Uggla failed of course. I guess he still gets a World Series ring because the Giants give them to everyone, but he failed and he was sent packing just a few days later. At that point Sabean decided to let Joe Panik, one of those replacements for Scutaro, have the job. Panik improved all season long. Tonight he made the key defensive play of the game, turning a sweet double play that halted a would-be Royals rally. Sabean’s decision paid off.
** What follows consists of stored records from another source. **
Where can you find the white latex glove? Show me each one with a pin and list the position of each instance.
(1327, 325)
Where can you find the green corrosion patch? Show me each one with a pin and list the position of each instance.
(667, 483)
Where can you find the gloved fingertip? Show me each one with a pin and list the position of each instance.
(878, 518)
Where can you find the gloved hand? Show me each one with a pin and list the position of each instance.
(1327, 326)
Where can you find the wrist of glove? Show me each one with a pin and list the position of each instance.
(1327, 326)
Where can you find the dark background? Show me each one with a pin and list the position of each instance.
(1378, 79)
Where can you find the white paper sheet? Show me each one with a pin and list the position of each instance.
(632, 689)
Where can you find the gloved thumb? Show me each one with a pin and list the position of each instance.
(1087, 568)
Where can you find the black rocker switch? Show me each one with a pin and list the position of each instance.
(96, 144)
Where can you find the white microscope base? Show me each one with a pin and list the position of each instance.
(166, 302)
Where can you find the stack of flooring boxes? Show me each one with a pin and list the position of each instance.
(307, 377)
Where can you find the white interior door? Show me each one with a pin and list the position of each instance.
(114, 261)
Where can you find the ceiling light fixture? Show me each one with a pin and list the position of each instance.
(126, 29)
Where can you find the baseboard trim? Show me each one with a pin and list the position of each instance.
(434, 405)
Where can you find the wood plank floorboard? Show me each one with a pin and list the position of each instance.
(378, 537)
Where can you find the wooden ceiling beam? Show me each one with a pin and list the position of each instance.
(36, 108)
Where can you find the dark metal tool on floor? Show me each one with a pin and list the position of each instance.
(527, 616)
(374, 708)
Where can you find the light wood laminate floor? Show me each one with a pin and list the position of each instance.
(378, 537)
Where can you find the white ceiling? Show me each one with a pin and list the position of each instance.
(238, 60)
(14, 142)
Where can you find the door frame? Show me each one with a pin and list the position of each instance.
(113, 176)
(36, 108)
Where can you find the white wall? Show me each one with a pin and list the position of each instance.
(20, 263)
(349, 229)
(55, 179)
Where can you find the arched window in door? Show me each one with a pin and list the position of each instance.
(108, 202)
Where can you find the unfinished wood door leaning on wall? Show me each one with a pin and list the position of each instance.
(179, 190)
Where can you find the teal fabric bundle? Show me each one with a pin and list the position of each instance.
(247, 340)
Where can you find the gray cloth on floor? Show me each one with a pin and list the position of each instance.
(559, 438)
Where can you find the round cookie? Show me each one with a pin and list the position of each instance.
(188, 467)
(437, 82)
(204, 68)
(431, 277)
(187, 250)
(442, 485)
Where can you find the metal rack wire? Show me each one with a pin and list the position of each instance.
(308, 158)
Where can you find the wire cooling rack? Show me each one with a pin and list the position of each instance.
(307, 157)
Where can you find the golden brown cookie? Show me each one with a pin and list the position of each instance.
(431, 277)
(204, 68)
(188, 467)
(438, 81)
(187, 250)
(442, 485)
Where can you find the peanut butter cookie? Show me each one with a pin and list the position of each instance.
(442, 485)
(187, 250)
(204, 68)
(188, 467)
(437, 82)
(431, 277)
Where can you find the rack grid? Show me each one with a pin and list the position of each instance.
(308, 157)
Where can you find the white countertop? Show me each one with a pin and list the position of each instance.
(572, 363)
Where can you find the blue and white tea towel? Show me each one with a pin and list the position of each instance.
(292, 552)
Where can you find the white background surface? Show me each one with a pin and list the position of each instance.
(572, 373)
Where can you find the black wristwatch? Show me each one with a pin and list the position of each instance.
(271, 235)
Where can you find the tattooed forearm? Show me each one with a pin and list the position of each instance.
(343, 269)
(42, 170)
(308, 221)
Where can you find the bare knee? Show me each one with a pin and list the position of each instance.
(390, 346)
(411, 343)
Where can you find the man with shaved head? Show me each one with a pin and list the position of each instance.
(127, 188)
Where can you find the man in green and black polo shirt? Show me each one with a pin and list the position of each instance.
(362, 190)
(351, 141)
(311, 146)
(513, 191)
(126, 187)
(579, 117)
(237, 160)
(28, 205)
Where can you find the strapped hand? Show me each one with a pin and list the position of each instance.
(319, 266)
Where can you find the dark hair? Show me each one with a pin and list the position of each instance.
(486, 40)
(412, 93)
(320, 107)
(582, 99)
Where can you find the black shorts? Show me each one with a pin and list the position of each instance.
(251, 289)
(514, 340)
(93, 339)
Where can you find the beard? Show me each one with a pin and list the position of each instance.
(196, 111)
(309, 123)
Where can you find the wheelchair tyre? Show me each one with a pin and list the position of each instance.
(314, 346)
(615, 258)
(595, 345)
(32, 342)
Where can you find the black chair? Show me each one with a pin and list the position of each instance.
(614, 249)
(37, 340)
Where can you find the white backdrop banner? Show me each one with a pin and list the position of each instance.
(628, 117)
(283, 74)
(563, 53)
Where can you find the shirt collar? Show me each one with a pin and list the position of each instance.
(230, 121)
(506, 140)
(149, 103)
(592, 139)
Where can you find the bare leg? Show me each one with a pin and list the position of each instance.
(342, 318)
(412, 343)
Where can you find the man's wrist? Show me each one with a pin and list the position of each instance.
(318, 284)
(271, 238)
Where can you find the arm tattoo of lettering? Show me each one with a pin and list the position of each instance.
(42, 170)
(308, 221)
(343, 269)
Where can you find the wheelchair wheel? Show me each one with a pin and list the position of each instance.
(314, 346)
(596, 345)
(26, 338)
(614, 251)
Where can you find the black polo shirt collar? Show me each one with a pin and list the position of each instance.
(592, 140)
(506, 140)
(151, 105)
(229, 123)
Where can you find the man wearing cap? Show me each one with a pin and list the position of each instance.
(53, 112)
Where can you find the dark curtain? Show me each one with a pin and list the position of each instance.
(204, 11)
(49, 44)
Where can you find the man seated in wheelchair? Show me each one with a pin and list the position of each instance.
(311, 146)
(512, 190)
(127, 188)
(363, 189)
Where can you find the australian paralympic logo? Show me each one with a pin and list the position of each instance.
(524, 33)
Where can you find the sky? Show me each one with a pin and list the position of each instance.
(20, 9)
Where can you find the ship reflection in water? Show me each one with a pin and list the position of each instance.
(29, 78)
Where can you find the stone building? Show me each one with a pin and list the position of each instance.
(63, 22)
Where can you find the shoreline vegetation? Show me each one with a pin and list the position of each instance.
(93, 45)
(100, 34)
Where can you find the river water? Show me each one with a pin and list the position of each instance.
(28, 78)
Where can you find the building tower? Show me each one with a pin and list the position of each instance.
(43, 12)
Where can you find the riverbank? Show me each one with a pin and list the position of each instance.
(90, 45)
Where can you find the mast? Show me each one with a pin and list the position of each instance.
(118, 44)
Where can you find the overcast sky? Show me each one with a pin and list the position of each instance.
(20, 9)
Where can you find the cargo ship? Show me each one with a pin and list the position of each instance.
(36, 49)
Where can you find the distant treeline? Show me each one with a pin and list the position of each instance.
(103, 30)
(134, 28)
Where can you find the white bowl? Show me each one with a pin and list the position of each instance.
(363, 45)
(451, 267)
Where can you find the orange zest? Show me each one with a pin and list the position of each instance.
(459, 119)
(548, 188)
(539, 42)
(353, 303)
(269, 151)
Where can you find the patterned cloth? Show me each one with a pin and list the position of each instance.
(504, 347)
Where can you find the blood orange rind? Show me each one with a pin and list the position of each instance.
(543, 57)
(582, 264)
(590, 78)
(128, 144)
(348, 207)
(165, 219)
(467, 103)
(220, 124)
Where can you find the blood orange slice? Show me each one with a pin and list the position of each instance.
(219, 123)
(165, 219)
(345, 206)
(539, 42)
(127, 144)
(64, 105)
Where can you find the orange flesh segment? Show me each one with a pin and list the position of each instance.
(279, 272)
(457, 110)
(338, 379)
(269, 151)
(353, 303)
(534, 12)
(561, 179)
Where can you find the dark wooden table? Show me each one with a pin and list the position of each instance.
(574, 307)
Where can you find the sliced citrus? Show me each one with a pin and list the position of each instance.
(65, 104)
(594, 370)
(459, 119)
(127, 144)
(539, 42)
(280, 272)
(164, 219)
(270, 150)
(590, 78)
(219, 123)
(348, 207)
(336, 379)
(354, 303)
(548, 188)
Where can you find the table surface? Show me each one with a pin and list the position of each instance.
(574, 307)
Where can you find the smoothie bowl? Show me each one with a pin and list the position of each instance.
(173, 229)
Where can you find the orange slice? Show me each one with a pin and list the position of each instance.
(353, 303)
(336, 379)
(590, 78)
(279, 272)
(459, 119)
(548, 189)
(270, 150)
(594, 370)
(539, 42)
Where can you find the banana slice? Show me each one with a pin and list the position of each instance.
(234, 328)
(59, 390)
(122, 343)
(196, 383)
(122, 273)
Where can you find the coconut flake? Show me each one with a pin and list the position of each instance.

As did many others. Trading for Jake Peavy who, while he laid an egg in the World Series, certainly helped the Giants stay afloat when they were sinking. Taking a chance on Michael Morse when a lot of teams passed. The Tim Hudson deal. Not that this is new for Sabean and the Giants. In the past he picked up Burrell, Javier Lopez and Cody Ross. Marco Scutaro and Hunter Pence. Way back in the day he got Jeff Kent when everyone thought he should keep Matt Williams.

Obviously there are a couple of great players here, both drafted by Sabean, in Buster Posey and Madison Bumgarner. But the Giants have not, at really any time in Sabean’s tenure, been a dominant team. A team everyone looked at in March and said “yep, they’re gonna win the World Series.” But here they are tonight, hoisting their third trophy in five seasons. And one of the biggest reasons for that is the guy in the front office, always doing little things to make the Giants better.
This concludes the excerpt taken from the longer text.